TURQUIE / KURDISTAN — Les autorités turques abandonnent les poursuites concernant des restes humains découverts dans la province kurde de Diyarbakir (Amed). Cette affaire s’inscrit dans un contexte plus large d’impunité systématique pour les crimes commis contre les Kurdes dans les années 1990. Des milliers de disparitions forcées restent non élucidées, et les autorités turques continuent de classer les affaires sans identifier ni poursuivre les responsables, qu’ils soient militaires, paramilitaires ou membres du JITEM.
En mai 2025, un berger a découvert des restes humains dissimulés sous deux pierres dans le hameau d’Işıktan, quartier rural de Dêrqam (Duru), à Lice, dans la province kurde de Diyarbakır (Amed). Les autorités médico-légales ont daté ces ossements des années 1990, une période marquée par un conflit intense et par des milliers de disparitions forcées et d’exécutions extrajudiciaires de civils kurdes dans les régions kurdes de Turquie.
Malgré les preuves médico-légales confirmant que les restes appartiennent à au moins deux personnes, dont un enfant, les autorités locales ont décidé de ne pas engager de poursuites. Les ossements, retrouvés à environ 300 mètres d’un lit de rivière asséché, ont été envoyés à l’Institut de médecine légale (ATK) d’Istanbul. Le rapport du service d’examen osseux et dentaire conclut qu’il s’agit bien de restes humains et que les modifications morphologiques des os (liées aux méthodes d’inhumation, à l’intervention d’animaux et aux conditions environnementales) indiquent des décès remontant à environ 30 ans ou plus.
Cette datation coïncide précisément avec les années 1990, au cours desquelles des milliers de civils kurdes ont été kidnappés, exécutés et enterrés clandestinement par des paramilitaires turcs, notamment par le JITEM (Jandarma İstihbarat ve Terörle Mücadele), un organisme de la gendarmerie turque dont l’existence n’est pas reconnue officiellement par l’État turc et qui a été impliqué dans de nombreuses affaires de disparitions forcées et d’exécutions sommaires dans le Kurdistan de Turquie.

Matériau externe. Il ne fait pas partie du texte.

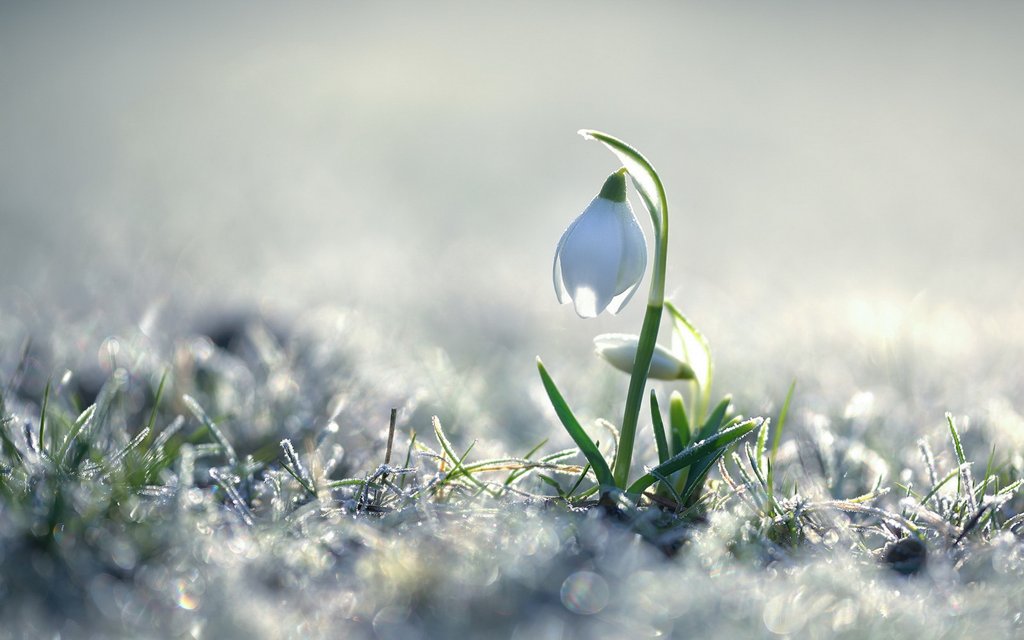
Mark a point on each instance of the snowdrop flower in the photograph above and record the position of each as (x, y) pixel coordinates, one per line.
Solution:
(601, 257)
(621, 349)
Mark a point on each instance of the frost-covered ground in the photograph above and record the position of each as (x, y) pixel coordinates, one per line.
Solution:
(101, 550)
(301, 219)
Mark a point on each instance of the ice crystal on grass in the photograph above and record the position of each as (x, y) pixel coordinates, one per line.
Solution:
(134, 519)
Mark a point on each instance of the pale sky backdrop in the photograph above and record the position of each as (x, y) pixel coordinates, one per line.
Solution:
(422, 156)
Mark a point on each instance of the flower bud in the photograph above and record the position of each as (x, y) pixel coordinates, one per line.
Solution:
(621, 350)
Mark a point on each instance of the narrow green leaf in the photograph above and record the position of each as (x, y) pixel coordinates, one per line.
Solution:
(643, 174)
(587, 446)
(777, 437)
(679, 421)
(759, 451)
(715, 419)
(696, 452)
(42, 416)
(197, 410)
(659, 439)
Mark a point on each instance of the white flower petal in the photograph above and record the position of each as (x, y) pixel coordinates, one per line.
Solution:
(590, 257)
(621, 351)
(634, 260)
(560, 291)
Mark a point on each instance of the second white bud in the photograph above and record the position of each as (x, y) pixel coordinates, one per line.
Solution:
(620, 350)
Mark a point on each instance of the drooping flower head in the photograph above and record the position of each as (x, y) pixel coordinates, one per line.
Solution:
(602, 255)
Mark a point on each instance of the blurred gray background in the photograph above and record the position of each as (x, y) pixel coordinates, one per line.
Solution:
(420, 160)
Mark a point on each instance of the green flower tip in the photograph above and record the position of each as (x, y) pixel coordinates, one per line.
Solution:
(614, 186)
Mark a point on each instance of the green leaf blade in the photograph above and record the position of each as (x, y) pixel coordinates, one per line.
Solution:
(576, 431)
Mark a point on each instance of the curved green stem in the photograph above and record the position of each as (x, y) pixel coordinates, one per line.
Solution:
(651, 190)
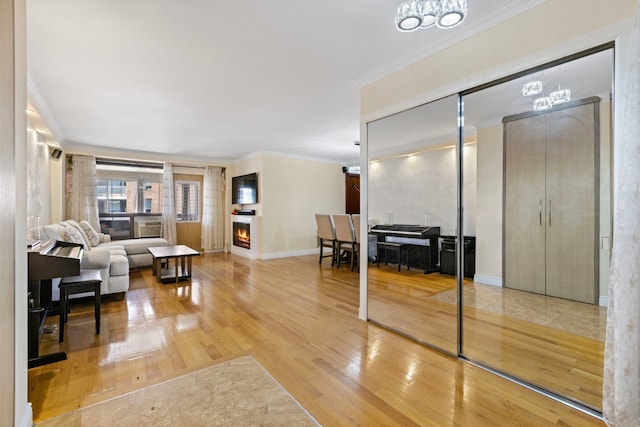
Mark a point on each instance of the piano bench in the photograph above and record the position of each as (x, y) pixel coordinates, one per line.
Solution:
(393, 247)
(87, 281)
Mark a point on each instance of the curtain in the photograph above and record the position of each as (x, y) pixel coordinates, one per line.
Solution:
(168, 205)
(83, 202)
(621, 393)
(212, 210)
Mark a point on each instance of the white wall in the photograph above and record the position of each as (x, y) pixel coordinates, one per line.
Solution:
(38, 177)
(14, 409)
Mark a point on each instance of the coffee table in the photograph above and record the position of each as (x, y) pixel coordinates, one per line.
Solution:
(182, 262)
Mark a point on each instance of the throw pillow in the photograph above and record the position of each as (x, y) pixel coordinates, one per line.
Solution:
(91, 233)
(72, 235)
(74, 224)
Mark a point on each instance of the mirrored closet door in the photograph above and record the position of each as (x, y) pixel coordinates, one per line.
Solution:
(543, 213)
(412, 181)
(531, 161)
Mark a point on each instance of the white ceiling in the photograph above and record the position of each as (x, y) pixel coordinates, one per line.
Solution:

Allégations de violations de procédure et non-lieu controversé
Des avocats du barreau de Diyarbakır, de l’Association des avocats pour la liberté (ÖHD) et de l’Association des droits de l’homme (İHD) ont immédiatement demandé l’ouverture d’une enquête approfondie. Le parquet de Lice a pourtant prononcé un non-lieu, arguant qu’aucun suspect n’avait pu être identifié. Dans une déclaration qui contredit directement le rapport médico-légal, les autorités ont même affirmé qu’il n’avait « pas été établi que les ossements étaient humains ».
Berfin Elçi, responsable de l’İHD à Diyarbakır, a vivement critiqué cette décision, la qualifiant de nouvelle tentative d’éviter d’affronter l’histoire des meurtres non résolus dans la région kurde. Elle a également dénoncé de graves irrégularités lors de la récupération des restes :
« Malgré nos objections, les fouilles ont été menées avec des engins lourds, endommageant gravement les vestiges. Nous avons vu un crâne écrasé par une pelleteuse. Face à ces irrégularités, nous avons demandé des méthodes de travail plus respectueuses des preuves, mais les autorités ont au contraire interrompu les travaux et recouvert les ossements restants de terre. »
Un site potentiel de fosse commune
Les enquêtes locales menées par des militants des droits humains indiquent que la zone n’a jamais été un cimetière officiel. « Nous avons interrogé les habitants les plus âgés du village : il n’existe aucune trace d’un ancien cimetière à cet endroit », a expliqué Berfin Elçi.
« Il s’agit très probablement d’une fosse commune où ont été jetés des civils kurdes exécutés. Nous n’avons pour l’instant retrouvé que les ossements de deux personnes, mais toute la zone doit être fouillée avec soin et examinée selon les standards internationaux. Les familles des disparus ont déjà demandé des tests ADN pour identifier les victimes. »
Appel devant la cour
Les trois organisations ont interjeté appel auprès du tribunal correctionnel de Diyarbakır contre la révocation du procureur. L’appel expose plusieurs griefs :- Les fouilles du 17 mai 2025 ont été menées sans la présence d’un procureur ni d’un expert médico-légal.
- L’utilisation d’engins lourds a entraîné la destruction d’un crâne et la perte de fragments d’os.
- L’affirmation du procureur selon laquelle les ossements n’étaient pas humains contredit directement le rapport médico-légal d’ATK.